From our first night in Trang Province, trash was a striking presence. Every coastline we had the pleasure to visit was full of dumped or washed up bottles, Styrofoam, light bulbs, shoes, bags-- any and every kind of discarded item. After seeing my family's attitude toward dumping in the channel, the amount of trash we saw on the beach no longer surprises me.

What did surprise me was when the recycling guy came by a few days into my home stay. I had not noticed the huge bags of recyclables laying around in the yard. The recycling guy pulled out a big scale to weigh the plastics, aluminum, glass, and broken sheets of tin roofing offered by my Ma. He tossed all the stuff in the back of his truck and handed Ma 100 Baht. My family says he comes once or twice a month, so they save up materials to earn a little extra cash. The recycling guy told me he drives the stuff to Pattani and it is then taken to Bangkok.

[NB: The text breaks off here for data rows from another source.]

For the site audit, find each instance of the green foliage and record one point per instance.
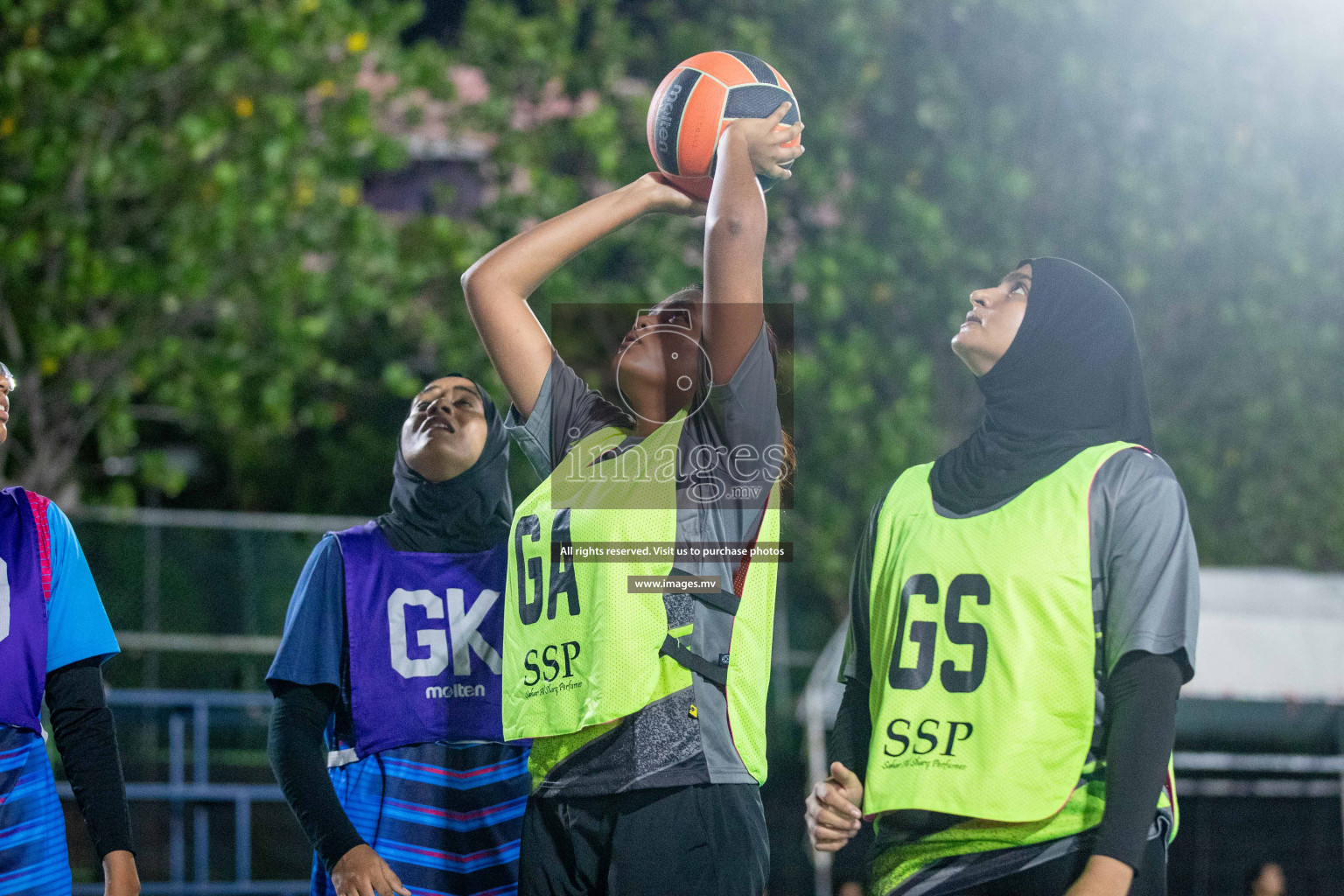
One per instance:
(182, 228)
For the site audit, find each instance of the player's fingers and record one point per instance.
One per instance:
(777, 116)
(788, 135)
(394, 883)
(843, 775)
(835, 821)
(835, 800)
(824, 838)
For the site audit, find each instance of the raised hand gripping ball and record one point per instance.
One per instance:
(697, 100)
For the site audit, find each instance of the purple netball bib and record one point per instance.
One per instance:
(24, 590)
(425, 635)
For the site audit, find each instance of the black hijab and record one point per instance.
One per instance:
(1071, 379)
(471, 512)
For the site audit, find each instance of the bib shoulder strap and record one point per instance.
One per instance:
(715, 672)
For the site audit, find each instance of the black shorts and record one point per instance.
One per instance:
(664, 841)
(1058, 875)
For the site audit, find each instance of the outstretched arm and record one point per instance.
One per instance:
(734, 235)
(498, 285)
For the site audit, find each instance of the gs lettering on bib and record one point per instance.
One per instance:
(425, 633)
(983, 647)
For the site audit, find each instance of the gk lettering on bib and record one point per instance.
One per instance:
(983, 649)
(425, 633)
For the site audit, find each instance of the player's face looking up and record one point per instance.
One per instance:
(992, 323)
(445, 430)
(657, 363)
(7, 384)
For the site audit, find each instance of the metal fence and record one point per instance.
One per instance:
(197, 794)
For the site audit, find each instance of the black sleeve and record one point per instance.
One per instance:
(848, 740)
(88, 743)
(1141, 730)
(298, 758)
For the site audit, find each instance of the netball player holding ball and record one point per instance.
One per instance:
(640, 782)
(1023, 618)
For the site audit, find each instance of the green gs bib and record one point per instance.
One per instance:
(579, 648)
(983, 649)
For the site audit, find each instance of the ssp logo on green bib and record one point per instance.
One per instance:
(579, 649)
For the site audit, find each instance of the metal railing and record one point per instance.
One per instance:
(200, 793)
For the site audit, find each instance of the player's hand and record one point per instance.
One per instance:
(120, 875)
(361, 872)
(834, 815)
(1103, 876)
(660, 195)
(766, 138)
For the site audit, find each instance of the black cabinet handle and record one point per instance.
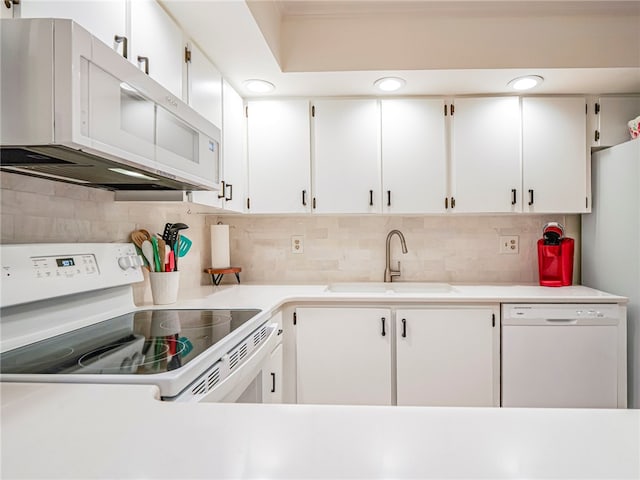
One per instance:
(125, 44)
(144, 60)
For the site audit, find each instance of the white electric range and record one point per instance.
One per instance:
(67, 315)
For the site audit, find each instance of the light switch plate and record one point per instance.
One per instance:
(297, 244)
(509, 244)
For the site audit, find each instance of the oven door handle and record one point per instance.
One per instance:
(229, 389)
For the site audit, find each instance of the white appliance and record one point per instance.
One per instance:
(75, 110)
(67, 315)
(563, 355)
(611, 240)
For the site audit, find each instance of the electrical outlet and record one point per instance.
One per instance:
(509, 244)
(297, 244)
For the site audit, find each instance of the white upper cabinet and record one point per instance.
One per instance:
(278, 156)
(554, 155)
(485, 153)
(414, 163)
(233, 149)
(346, 162)
(156, 44)
(203, 85)
(104, 19)
(612, 118)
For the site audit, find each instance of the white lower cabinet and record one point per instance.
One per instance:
(344, 356)
(272, 377)
(448, 356)
(444, 356)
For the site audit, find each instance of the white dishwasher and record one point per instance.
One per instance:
(563, 355)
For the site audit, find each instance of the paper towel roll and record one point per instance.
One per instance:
(220, 257)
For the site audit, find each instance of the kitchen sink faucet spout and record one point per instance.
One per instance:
(389, 273)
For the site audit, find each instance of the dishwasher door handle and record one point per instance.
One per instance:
(561, 321)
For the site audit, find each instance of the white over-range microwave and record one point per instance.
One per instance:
(75, 110)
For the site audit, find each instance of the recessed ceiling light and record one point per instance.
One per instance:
(525, 83)
(389, 84)
(259, 86)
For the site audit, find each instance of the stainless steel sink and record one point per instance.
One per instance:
(388, 287)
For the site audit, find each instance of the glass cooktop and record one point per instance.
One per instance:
(141, 343)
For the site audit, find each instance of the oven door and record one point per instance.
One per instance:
(244, 383)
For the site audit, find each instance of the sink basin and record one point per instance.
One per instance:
(394, 287)
(420, 287)
(363, 287)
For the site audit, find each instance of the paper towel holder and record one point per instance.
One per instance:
(218, 273)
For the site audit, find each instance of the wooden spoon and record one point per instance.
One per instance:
(137, 237)
(162, 251)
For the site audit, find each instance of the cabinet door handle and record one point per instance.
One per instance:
(144, 60)
(125, 44)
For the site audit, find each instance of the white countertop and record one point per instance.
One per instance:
(269, 297)
(110, 431)
(117, 431)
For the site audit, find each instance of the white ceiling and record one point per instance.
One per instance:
(332, 48)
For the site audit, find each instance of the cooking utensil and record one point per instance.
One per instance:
(156, 256)
(137, 237)
(147, 251)
(162, 248)
(185, 245)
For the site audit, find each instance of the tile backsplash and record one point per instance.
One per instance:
(447, 248)
(39, 211)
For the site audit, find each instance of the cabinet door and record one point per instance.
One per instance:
(554, 154)
(485, 153)
(204, 86)
(155, 36)
(346, 156)
(279, 156)
(414, 165)
(104, 19)
(448, 356)
(613, 117)
(272, 377)
(344, 356)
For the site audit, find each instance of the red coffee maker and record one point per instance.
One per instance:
(555, 256)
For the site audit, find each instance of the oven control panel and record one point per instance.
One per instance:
(32, 272)
(66, 266)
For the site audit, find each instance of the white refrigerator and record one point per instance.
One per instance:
(611, 241)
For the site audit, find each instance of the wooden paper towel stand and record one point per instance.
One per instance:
(218, 273)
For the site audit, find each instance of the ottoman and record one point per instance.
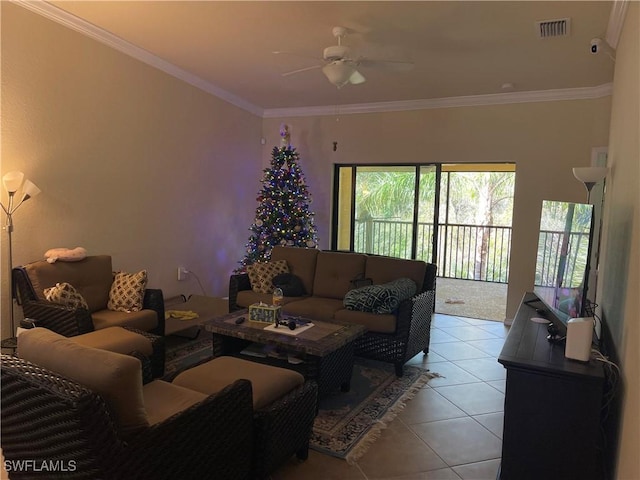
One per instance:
(126, 340)
(284, 406)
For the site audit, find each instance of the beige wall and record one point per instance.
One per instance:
(131, 162)
(140, 165)
(618, 290)
(545, 140)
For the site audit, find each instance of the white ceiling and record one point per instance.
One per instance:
(459, 48)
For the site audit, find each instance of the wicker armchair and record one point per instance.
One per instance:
(51, 421)
(413, 329)
(69, 321)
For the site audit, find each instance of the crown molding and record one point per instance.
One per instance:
(64, 18)
(581, 93)
(616, 22)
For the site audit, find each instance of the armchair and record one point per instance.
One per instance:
(92, 278)
(91, 417)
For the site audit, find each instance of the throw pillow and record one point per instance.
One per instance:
(65, 294)
(382, 299)
(127, 292)
(261, 274)
(290, 284)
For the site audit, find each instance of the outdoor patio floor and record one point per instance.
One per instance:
(471, 298)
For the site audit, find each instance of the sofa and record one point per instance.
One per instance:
(72, 411)
(93, 280)
(330, 278)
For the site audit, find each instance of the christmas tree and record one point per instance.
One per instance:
(283, 216)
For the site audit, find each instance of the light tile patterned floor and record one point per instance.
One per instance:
(451, 430)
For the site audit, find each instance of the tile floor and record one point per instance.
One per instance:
(452, 429)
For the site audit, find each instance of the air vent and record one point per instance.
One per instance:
(554, 28)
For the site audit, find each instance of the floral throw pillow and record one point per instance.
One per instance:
(127, 292)
(261, 274)
(65, 294)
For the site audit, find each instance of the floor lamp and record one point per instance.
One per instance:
(590, 176)
(12, 182)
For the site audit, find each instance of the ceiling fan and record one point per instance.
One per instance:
(341, 63)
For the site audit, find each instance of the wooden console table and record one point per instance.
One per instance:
(552, 406)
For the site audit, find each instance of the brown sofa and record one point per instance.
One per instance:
(327, 276)
(86, 414)
(92, 277)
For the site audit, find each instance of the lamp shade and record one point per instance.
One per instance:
(12, 181)
(338, 72)
(30, 190)
(590, 174)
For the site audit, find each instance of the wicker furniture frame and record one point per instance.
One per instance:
(283, 429)
(413, 324)
(71, 321)
(49, 418)
(328, 360)
(412, 335)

I didn't ask specifically, but I get the feeling Ma was recycling for the money and not out of a sense of the need to conserve resources. Recycling can be incredibly lucrative. In NYC, the mafia is tied up in the garbage/recycling business. During the recent economic recession, though, recycling programs were one of the first things dropped in municipalities around America. The materials were being treated as a commodity, rather than a moral imperative. Programs were dropped as soon as the value of the commodity plummeted and recycling became a money-sucker rather than a money-maker. I imagine the recycling guy in Jow Mai would stop driving around the province collecting recyclables if money were not involved.

What options do we have for our waste? Nothing seems ideal. Ocean dumping, landfills, incineration-- all have major drawbacks. Even recycling could be deemed problematic because of the massive amount of energy required to reprocess materials. An oft-cited solution is to replace packaging and containers with biodegradable materials made from corn or other crops, but this has its own set of problems like the proliferation of monocropping. There's little chance we will do away with garbage altogether, especially with the health codes in the U.S. that require food and other items to be sealed and packaged in certain ways. Of course, packaging isn't the only problem. We live in a world full of cheap stuff that constantly breaks and is often cheaper to replace than to fix. The huge number of cheap, broken plastic shoes we saw on the beaches is testament to this.

I'm not sure what the answer to the waste problem is. But I do know that I cannot judge the disposal methods of my Jow Mai host family because tossing stuff in the channel may actually be no worse than any other form of disposal.